Algo de todo esto hay en La mujer loca, la última novela de Juan José Millás, publicada en Seix Barral. Entre sus protagonistas se halla Julia, una pescadera que por las noches estudia Gramática porque está enamorada de su jefe, que es filólogo (ya se sabe que “de lo primero que se quita la gente en tiempos de crisis es del marisco y de la Filología”). Al abordar las nociones básicas de la Gramática, Julia descubre un cúmulo de fisuras y contradicciones que para cualquier estudioso de la lengua resultarían ingenuas pero que, observadas con mayor detenimiento, dan lugar a toda una serie de inferencias que rayan en lo metafísico y que, de hecho, son objeto de estudio de la Filosofía del Lenguaje. El repaso por esas irregularidades del idioma lleva a Julia a dos conclusiones radicales: la Gramática no sólo es el trasunto del ser humano sino que éste, además, está al servicio de aquélla y no al revés. Es decir, el lenguaje no es una herramienta del hombre sino parte sustantiva de éste en tanto que lo dirige y le da su ser. Desde luego, esta parte de la novela es la más interesante y creo que acertaré si presagio que hará las delicias, sobre todo de los filólogos, pero también de cualquier lector.
Julia, en sus ratos libres, atiende, además, a una enferma terminal, Emérita, a la que Millás, convertido en personaje de su propia novela desea hacer un reportaje sobre la eutanasia. Aquí empieza el otro bloque temático del libro. El desdoblamiento de Millás diluye las lindes entre el escritor, el personaje de ficción y el narrador, fórmula que tan buen juego ha dado a lo largo de la historia de la literatura. El Millás-personaje conoce a Julia y su atención se dirige desde entonces hacia esa chica extraña a la que se le aparecen frases, habla con ellas, las desnuda y las opera sobre la camilla de una cuartilla y en su locura emite revelaciones deslumbrantes. Tanto es así que se plantea escribir una novela sobre ella (quizás la novela que nosotros leemos), embrollando aún más la “matrioska” literaria. Esta segunda parte, hilada a través de las sesiones terapéuticas que el Millás-personaje lleva a cabo con su psicóloga, es mucho más metaliteraria. En ella se abordan asuntos como la superación del bloqueo creativo, los límites de la novela como género o la dualidad “escritor por oficio” – “escritor por vocación” (en ese sentido, él divide a las personas, escritoras o no, en los “porquesí” y en los “porquenó” de la vida).
 La mujer loca es una novela heterodoxa, premeditadamente inclasificable, un buen ejemplo de esa literatura del extrañamiento, tan cercana a Cortázar y que, en su brevedad, apenas 238 páginas, ofrece infinitas interpretaciones, tantas, que el concepto de relectura no es aquí una opción de refresco sino que queda elevado, en sí mismo, a categoría literaria.

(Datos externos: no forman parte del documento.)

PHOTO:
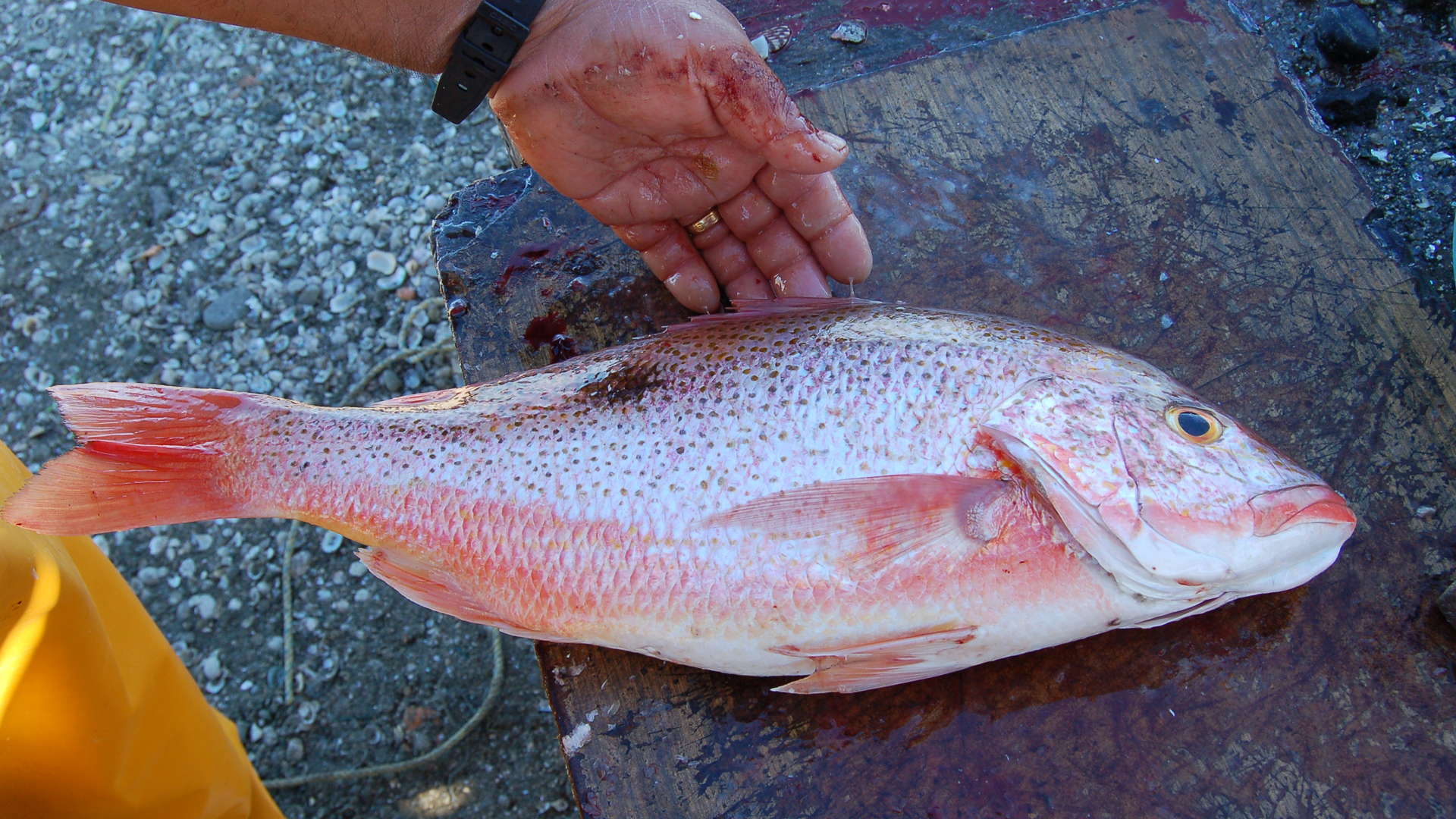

domingo, 6 de julio de 2014

258. Los misterios de París



A Eugène Sue nadie le va a dedicar una efeméride aunque se cumplan los 210 años de su nacimiento. Y ello a pesar de haber sido uno de los escritores más famosos de la literatura decimonónica en Francia, padre de las novelas de folletín propiamente dichas, y de haber cosechado probablemente el mayor éxito que una novela por entregas haya tenido nunca. Nos referimos a Los misterios de París, publicada entre 1842 y 1843 en Le Journal des Débats .
La vida de Sue daría también para otra novela: aprendiz de cirujano en España como auxiliar en las tropas de los Cien Mil Hijos de San Luis, presente en la Batalla naval de Navarino durante la Guerra de la Independencia griega, exiliado político tras el golpe de Estado de Napoleón III y mujeriego y gastador contumaz, capaz de dilapidar en 7 años toda la herencia de su padre. El paso del tiempo no ha sido, sin embargo, bondadoso con él y hoy es un escritor quizá demasiado olvidado. Tal vez su coincidencia en el tiempo con Alejandro Dumas, con quien compartió los años de mayor popularidad, le haya perjudicado.
Si se dispone de tiempo, Los misterios de París es una de esas lecturas propicias para el largo asueto estival. La edición que yo he manejado consta de 894 páginas y letra menuda. Corresponde a la colección “Libro Amigo” de la extinta editorial Bruguera y me costó 1 euro en un mercadillo de libro usado. Nunca 1 euro había sido amortizado con tanto rédito lúdico. El libro es fácil de encontrar. Su protagonista es Rodolfo, príncipe de Gerolstein, quien para expiar una antigua culpa, se mezcla de incógnito, junto a su inseparable Murf, entre los bajos fondos del París del siglo XIX para ayudar a los menesterosos y luchar contra las injusticias que éstos sufren. Es su manera de hacer penitencia. La casualidad querrá que entre las personas a las que socorre, se halle la virtuosa Flor de María, con quien le une un vínculo inesperado que me guardaré de desvelar aquí. La novela es entretenidísima y está llena de lances aventurescos, sorpresas, giros argumentales, amores, reencuentros inesperados, identidades misteriosas, situaciones emocionantes, el humor y, en definitiva, todos aquellos ingredientes que caracterizan a la novela de folletín para bien y para mal. Entre los defectos, la novela adolece de un indisimulado maniqueísmo que distingue muy a las claras a los personajes buenos de los malvados, lo que redunda en la caracterización plana de la mayoría de ellos. No obstante, los hay verdaderamente inolvidables.

Sin embargo, la impronta de Eguène Sue se deja ver en algunos pasajes donde su maestría supera los límites que le impone el género. En gran parte del libro, se aprecia la vocación ilustrada de su autor y, al hilo del argumento, se reflexiona sobre aspectos sociales como el sistema de justicia francés, la educación de los hijos, el estado de las penitenciarías, los matrimonios por conveniencia, la doble moral de la burguesía francesa, etcétera. Toda la novela está imbuida de un sentimiento ético-cívico inspirado en la caridad y en la oportunidad de redención de todo ser humano. Son muchos los casos en los que los personajes reconducen sus vidas hacia el bien, adelantándose, aunque desmantelándolos, a los postulados del determinismo social del Naturalismo. Sin embargo, el inesperado final trágico del libro, deja un poso de pesimismo respecto a la superación de la culpa o del merecimiento del perdón, quizás algo radical. No sabemos si, sobre este particular, Eugène Sue estaba pensando en sí mismo.